Tokue (la plus âgée), femme lumineuse, glisse à la fin du film à Sentaro (l'homme, son patron) sa sage explication de la vie: « (...) Nous sommes nés pour regarder et écouter. Alors, même sans réussir dans la vie, nous pouvons trouver un sens à notre existence. » Respectivement mère et fils de substitution, leur vie a été parcourue par les échecs et la douleur qui en découle - douleur morale principalement, pour Sentaro, alors que Tokue a d'abord souffert physiquement avant d'être reléguée à la marge du monde.
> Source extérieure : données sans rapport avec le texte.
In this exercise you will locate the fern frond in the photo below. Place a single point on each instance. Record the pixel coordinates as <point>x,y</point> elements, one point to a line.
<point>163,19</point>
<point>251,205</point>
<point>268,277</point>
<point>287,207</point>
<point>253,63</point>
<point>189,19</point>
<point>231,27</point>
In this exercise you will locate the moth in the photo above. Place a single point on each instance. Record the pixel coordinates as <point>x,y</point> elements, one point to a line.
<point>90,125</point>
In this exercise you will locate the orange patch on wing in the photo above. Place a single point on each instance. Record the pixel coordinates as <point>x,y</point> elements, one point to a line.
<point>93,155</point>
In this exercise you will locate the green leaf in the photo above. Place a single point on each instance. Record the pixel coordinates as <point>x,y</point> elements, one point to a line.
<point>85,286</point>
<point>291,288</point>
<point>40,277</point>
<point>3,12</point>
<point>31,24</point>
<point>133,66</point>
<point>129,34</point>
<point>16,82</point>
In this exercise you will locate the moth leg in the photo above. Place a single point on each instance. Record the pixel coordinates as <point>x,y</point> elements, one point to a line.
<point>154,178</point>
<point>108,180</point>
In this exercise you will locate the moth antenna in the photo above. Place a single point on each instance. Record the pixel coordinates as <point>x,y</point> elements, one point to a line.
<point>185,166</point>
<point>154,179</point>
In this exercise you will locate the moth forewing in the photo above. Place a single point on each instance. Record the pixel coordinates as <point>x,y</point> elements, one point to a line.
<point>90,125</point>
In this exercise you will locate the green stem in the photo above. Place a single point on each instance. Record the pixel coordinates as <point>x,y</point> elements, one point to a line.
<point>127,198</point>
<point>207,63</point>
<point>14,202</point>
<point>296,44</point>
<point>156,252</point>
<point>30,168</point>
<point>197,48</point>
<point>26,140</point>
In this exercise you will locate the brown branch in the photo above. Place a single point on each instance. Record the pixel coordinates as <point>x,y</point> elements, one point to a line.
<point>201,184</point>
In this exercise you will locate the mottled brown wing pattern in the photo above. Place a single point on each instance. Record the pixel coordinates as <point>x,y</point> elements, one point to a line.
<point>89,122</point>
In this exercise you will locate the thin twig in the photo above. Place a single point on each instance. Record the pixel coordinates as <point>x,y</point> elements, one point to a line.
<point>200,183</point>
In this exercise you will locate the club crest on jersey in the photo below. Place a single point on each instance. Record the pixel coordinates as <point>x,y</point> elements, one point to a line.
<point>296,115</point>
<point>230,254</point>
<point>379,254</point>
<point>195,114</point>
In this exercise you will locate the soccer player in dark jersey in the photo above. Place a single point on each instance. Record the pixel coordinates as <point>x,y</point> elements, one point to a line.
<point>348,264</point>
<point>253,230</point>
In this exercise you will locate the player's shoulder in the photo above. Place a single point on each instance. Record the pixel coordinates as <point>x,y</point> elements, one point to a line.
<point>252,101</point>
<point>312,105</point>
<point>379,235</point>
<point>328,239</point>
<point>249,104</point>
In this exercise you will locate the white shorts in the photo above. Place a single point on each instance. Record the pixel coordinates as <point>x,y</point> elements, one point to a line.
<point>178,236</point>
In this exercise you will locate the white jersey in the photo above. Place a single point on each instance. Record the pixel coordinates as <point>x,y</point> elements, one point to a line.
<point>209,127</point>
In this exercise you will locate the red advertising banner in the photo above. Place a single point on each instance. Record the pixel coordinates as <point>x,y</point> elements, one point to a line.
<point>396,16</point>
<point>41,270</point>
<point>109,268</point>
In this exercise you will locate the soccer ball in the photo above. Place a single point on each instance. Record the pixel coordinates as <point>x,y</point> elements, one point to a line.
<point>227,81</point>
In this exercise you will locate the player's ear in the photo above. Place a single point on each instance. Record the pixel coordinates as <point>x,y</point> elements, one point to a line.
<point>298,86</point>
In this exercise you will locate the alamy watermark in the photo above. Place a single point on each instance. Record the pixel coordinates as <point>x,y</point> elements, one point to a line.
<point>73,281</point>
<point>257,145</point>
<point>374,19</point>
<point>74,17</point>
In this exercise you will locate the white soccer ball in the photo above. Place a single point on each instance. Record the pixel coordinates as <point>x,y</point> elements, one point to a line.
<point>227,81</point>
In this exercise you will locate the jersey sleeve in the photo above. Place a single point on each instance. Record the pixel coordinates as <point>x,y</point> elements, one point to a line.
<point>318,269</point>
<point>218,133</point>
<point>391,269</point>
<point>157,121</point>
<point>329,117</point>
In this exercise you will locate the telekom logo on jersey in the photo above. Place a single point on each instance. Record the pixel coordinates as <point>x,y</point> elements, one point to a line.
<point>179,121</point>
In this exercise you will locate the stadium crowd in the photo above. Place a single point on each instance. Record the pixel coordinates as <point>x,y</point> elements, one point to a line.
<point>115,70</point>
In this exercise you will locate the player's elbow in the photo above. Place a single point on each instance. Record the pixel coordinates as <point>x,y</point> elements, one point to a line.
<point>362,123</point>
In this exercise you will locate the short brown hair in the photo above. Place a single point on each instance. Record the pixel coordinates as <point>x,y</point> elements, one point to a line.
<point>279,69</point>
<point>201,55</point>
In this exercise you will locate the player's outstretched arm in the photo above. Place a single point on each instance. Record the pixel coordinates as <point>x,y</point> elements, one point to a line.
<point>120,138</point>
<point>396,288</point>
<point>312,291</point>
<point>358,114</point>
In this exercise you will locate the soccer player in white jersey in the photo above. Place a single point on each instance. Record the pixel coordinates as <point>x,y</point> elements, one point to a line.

Mais, au lieu de se lamenter, cette dernière préfère s'abandonner à un monde d'abord sensible, dans la souffrance mais aussi dans la joie, ce que la réalisatrice nippone Naomi Kawase nous transmet admirablement dans ses images sollicitant les sens: blancheur virginale des cerisiers en fleurs au début du film, puis feuilles jaunes caduques des arbres à la fin; couleurs vives des plantes, images de lumière qui accompagnent Tokue se rapprochant de sa fin; bruit du vent dans les arbres, des oiseaux, …; mais surtout murmure des haricots sucrés qui cuisent, grésillent, frissonnent lentement dans la casserole.

Bien que ses images nous touchent, tout comme l'histoire émouvante entre les trois inconnus et les sentiments qui en découlent, il est clair que la douce mélancolie à laquelle on succombe délicieusement, use parfois d'une photographie rappelant la publicité (ou les derniers films les plus médiocres de Terrence Malick), joue sur certains clichés bons pour l'export et est aussi généreuse en pathos que Tokue quand elle fourre ses Dorayaki.

Soulignons néanmoins l'audace de la réalisatrice qui consiste à combler le sens amputant le cinéma – le goût – en nous servant un film aigre-doux, où l'amertume des larmes versées se mêle à la douceur des haricots sucrés que nous prépare avec amour et poésie Tokue. Il nous parait donc nécessaire de se plonger dans cette chaleureuse cuisine, ne serait-ce que pour goûter une fois à ce produit venu d'ailleurs.